Originally Posted by
professorscott
Charter schools are a bit like a suntan. A suntan is a reaction of your body to an injury, and while some may think it looks nice, it is actually potentially harmful.
Charter schools exist for the most part in places where the public schools are, by any objective measure you'd like to use, miserably failing. So, if you like, they are a reaction to school management's injury to children. And while some may think they are better, they are certainly not all better, and some are worse.
I have always felt the problem is the captive-audience system of determining where you go to school simply by where you live. It would be like saying, OK there's a Target store over here and a Wal Mart over there, but if you live closer to Target you can only shop at Target, and if you live closer to Wal Mart you can only shop at Wal Mart. And there are legal penalties if you fake your address so you can shop at the store you like better.

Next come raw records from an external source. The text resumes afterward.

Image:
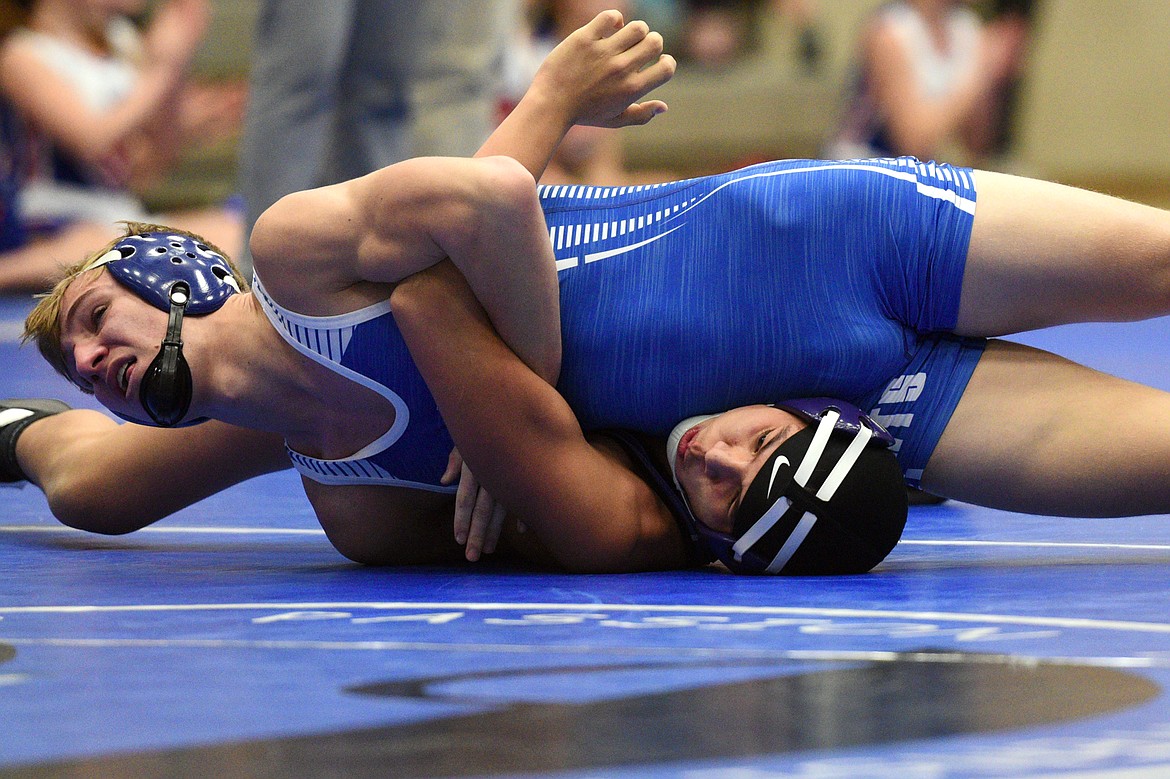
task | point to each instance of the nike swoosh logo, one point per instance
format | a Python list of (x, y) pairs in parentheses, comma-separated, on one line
[(776, 466)]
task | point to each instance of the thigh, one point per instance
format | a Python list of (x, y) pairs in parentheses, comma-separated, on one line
[(1045, 254), (1037, 433)]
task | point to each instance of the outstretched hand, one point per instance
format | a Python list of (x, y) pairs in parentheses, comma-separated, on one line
[(479, 518), (600, 71)]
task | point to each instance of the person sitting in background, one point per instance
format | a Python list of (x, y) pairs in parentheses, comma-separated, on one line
[(929, 73), (110, 108)]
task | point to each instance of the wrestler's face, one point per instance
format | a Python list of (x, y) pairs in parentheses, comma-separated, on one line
[(720, 457), (109, 336)]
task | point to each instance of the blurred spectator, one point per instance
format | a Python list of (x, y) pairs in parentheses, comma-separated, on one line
[(586, 154), (930, 76), (109, 109), (341, 88), (717, 32)]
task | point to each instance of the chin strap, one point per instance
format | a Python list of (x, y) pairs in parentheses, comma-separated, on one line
[(166, 387)]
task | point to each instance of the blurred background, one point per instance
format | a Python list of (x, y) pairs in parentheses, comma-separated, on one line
[(1086, 103)]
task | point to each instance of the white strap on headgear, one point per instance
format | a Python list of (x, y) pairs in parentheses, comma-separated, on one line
[(109, 256), (825, 493)]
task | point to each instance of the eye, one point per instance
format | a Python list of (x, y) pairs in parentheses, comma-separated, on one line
[(97, 316)]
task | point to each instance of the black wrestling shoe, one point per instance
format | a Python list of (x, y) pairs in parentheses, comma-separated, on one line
[(14, 416), (921, 497)]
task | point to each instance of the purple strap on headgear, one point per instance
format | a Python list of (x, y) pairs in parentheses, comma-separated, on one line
[(851, 421)]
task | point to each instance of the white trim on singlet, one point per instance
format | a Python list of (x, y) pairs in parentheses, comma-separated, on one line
[(331, 335)]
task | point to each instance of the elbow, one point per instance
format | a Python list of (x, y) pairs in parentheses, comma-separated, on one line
[(93, 512), (504, 191)]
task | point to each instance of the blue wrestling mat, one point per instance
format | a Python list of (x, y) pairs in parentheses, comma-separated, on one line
[(231, 640)]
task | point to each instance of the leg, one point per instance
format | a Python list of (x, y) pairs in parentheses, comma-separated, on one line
[(1044, 254), (1039, 434)]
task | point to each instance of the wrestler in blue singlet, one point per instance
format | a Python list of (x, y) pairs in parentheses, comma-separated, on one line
[(784, 280)]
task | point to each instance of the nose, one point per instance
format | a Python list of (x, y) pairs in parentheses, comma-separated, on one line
[(89, 356), (723, 462)]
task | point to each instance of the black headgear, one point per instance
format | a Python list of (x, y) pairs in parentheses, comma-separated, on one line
[(830, 500)]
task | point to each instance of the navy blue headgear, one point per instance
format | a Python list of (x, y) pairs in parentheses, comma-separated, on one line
[(830, 500), (179, 275)]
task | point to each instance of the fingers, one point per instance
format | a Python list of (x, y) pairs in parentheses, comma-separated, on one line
[(487, 524), (465, 504), (481, 528), (454, 467), (638, 114), (631, 35), (479, 518), (605, 23)]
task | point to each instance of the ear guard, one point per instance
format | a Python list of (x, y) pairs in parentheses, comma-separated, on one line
[(180, 275), (830, 500)]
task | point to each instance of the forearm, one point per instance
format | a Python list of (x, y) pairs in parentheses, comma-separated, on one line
[(112, 478), (530, 133)]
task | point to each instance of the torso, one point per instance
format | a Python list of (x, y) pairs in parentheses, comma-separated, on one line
[(676, 300)]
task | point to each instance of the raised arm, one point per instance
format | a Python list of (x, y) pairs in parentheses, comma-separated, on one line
[(596, 76), (336, 248), (580, 498)]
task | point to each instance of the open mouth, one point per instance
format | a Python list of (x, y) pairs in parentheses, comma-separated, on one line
[(124, 377)]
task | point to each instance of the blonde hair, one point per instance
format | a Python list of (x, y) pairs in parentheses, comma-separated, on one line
[(43, 322)]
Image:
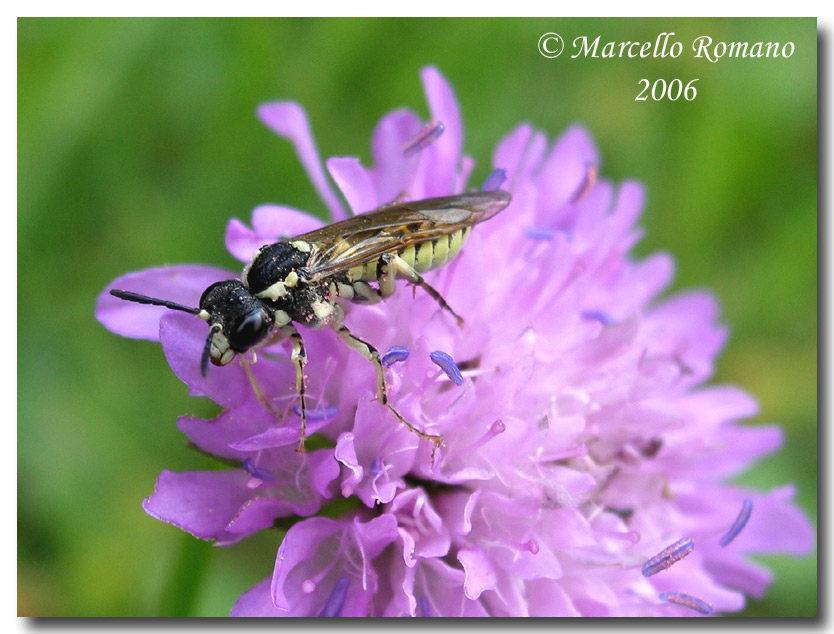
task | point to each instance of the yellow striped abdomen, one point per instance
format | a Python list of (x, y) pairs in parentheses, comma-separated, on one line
[(421, 257)]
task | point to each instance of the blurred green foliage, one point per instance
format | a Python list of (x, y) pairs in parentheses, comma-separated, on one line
[(137, 142)]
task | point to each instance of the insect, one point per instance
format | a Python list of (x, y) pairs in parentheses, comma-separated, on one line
[(298, 281)]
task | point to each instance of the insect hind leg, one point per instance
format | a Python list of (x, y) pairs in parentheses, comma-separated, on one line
[(299, 360), (393, 266), (372, 355)]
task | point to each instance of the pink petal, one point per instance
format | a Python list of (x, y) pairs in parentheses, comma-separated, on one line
[(288, 119)]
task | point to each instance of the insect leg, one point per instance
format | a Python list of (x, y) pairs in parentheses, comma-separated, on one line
[(256, 388), (372, 355), (299, 359), (394, 266)]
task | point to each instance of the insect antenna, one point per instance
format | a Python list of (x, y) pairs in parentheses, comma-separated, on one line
[(144, 299)]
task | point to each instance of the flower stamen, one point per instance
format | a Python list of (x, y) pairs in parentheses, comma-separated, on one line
[(448, 365), (739, 524), (394, 355), (257, 474), (686, 600), (668, 556), (428, 135), (319, 413), (336, 600), (591, 173), (498, 427)]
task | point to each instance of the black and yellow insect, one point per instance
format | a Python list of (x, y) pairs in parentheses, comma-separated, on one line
[(300, 280)]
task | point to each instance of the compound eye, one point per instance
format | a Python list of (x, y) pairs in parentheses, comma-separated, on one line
[(249, 331)]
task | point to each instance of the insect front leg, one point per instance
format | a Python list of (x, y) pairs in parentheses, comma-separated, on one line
[(393, 266), (372, 355), (256, 388), (299, 359)]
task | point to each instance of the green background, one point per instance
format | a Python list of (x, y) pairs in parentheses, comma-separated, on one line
[(137, 141)]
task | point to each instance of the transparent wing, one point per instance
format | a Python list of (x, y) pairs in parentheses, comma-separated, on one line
[(363, 238)]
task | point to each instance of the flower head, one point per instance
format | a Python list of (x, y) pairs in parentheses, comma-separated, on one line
[(585, 459)]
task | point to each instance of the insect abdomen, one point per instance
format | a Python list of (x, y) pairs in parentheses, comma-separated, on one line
[(421, 257)]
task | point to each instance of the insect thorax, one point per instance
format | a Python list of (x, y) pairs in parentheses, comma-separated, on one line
[(274, 268)]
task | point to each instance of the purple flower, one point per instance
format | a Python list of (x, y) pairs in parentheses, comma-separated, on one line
[(581, 438)]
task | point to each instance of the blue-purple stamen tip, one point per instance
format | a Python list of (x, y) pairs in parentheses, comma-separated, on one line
[(739, 524), (668, 556), (686, 600), (448, 365), (319, 413), (495, 179), (601, 316), (336, 600), (251, 469), (394, 355)]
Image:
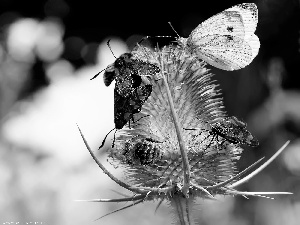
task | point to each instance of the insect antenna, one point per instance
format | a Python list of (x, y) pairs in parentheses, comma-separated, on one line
[(110, 48), (173, 29)]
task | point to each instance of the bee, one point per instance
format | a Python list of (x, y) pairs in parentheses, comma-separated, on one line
[(132, 88), (232, 130)]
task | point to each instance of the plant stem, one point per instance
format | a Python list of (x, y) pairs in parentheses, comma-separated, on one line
[(183, 151)]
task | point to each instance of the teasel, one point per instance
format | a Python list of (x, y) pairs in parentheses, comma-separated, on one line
[(167, 152)]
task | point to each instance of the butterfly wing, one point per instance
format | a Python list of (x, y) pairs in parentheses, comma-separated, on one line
[(126, 107), (227, 40)]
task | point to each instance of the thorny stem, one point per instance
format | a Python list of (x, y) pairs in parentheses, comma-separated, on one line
[(183, 150), (260, 168)]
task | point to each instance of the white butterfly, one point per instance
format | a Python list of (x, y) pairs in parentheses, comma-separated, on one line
[(226, 40)]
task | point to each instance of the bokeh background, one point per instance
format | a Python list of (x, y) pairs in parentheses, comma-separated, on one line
[(48, 52)]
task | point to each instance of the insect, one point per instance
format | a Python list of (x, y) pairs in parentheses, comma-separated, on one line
[(132, 88), (234, 131), (226, 40), (142, 152)]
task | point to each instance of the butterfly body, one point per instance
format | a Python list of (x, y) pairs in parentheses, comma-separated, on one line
[(132, 89), (234, 131), (226, 40)]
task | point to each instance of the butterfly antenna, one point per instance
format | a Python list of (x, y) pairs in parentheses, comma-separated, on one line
[(110, 48), (113, 144), (103, 142), (173, 29)]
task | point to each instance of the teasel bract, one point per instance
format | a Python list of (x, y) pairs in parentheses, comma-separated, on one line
[(168, 153)]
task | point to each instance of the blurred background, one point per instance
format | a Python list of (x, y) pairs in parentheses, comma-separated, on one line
[(48, 52)]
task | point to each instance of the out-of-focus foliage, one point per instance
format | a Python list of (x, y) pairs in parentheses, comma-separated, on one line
[(44, 166)]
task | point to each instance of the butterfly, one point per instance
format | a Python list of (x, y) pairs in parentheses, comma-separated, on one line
[(234, 131), (226, 40), (132, 88), (143, 151)]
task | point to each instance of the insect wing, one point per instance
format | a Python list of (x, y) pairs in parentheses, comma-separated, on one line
[(126, 107), (227, 40), (109, 75)]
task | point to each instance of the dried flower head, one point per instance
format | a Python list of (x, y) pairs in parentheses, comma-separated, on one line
[(172, 151)]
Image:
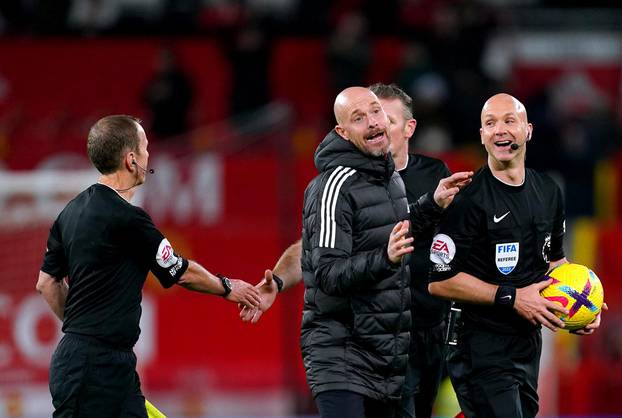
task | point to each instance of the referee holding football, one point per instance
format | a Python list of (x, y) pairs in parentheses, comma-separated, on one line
[(99, 252), (498, 240)]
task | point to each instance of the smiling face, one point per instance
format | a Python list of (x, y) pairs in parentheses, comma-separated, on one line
[(504, 122), (401, 125), (362, 121)]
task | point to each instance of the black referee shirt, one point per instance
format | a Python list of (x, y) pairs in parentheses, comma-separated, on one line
[(501, 234), (106, 247), (421, 175)]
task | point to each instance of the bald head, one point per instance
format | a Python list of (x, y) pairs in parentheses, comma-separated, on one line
[(348, 99), (362, 121), (505, 101)]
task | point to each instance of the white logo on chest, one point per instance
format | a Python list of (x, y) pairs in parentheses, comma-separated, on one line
[(506, 256), (500, 218)]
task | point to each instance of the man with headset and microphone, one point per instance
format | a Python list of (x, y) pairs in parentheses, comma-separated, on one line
[(99, 251)]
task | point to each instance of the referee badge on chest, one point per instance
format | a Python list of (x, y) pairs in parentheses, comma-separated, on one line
[(506, 256)]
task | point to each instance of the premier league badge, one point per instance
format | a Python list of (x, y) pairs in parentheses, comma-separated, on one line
[(506, 256)]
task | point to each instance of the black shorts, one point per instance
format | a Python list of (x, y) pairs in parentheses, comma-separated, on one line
[(496, 375), (346, 404), (90, 380), (426, 365)]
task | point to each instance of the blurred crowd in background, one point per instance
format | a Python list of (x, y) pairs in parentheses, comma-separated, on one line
[(562, 58), (446, 61)]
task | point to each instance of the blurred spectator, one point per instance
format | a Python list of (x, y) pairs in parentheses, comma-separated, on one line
[(349, 52), (51, 16), (429, 90), (94, 16), (249, 54), (169, 96)]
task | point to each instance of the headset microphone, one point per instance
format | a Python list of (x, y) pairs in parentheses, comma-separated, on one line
[(151, 170)]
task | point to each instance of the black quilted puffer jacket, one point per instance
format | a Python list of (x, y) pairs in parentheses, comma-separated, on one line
[(356, 320)]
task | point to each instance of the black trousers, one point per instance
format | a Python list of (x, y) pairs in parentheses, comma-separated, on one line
[(426, 365), (90, 380), (346, 404), (496, 375)]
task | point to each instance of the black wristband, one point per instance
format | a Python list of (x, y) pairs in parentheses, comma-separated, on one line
[(226, 284), (505, 296), (278, 281)]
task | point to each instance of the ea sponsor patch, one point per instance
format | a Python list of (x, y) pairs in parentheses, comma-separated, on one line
[(442, 250), (166, 256), (546, 247), (506, 256)]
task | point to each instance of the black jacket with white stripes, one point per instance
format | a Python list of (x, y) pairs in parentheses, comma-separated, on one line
[(356, 320)]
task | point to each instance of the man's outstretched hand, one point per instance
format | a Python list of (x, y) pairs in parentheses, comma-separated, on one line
[(244, 293), (267, 293)]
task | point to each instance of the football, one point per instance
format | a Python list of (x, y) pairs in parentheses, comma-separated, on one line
[(578, 289)]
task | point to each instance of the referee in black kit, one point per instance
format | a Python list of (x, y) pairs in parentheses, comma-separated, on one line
[(421, 174), (99, 252), (498, 240)]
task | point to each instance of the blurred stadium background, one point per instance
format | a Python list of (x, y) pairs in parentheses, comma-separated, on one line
[(235, 96)]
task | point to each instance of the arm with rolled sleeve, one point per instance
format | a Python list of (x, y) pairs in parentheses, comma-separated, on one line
[(51, 284)]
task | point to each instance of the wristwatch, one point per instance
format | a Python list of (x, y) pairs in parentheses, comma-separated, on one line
[(226, 283)]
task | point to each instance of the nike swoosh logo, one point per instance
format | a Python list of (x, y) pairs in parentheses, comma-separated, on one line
[(500, 218)]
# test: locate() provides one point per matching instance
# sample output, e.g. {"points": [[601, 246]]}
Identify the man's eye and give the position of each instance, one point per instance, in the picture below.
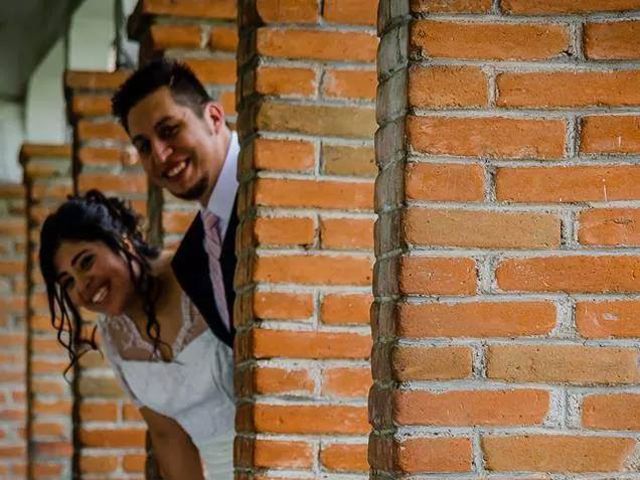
{"points": [[86, 262], [67, 283], [143, 148], [168, 131]]}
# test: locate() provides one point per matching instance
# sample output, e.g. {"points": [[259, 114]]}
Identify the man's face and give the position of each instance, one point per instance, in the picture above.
{"points": [[179, 150]]}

The main difference between real life and my lame analogy is that it is actually critically important to a child's future what kind of education he or she gets, whereas the decision as to which discount store to patronize is a pretty insignificant choice.
A better solution would be the open market to the public schools solution. Every school district must accept students from any other district, subject only to available classroom space. Districts are only responsible for transportation [[if they choose to provide it at all) within their own boundaries; parents are responsible, if coming from another district, to get their children to a bus stop within their district of choice. State funds follow the students.
But the chance of the state even proposing such a thing, in the face of a large, entrenched bureacracy well-served by the existing idiotic situation, is pretty close to zero.
By the way, yes, this absolutely means some schools will fail, and close. And they should. If they aren't providing an education to the point that parents are willing to incur inconvenience and expense to send their children elsewhere, the people in charge of such schools don't deserve to have their phony-baloney jobs.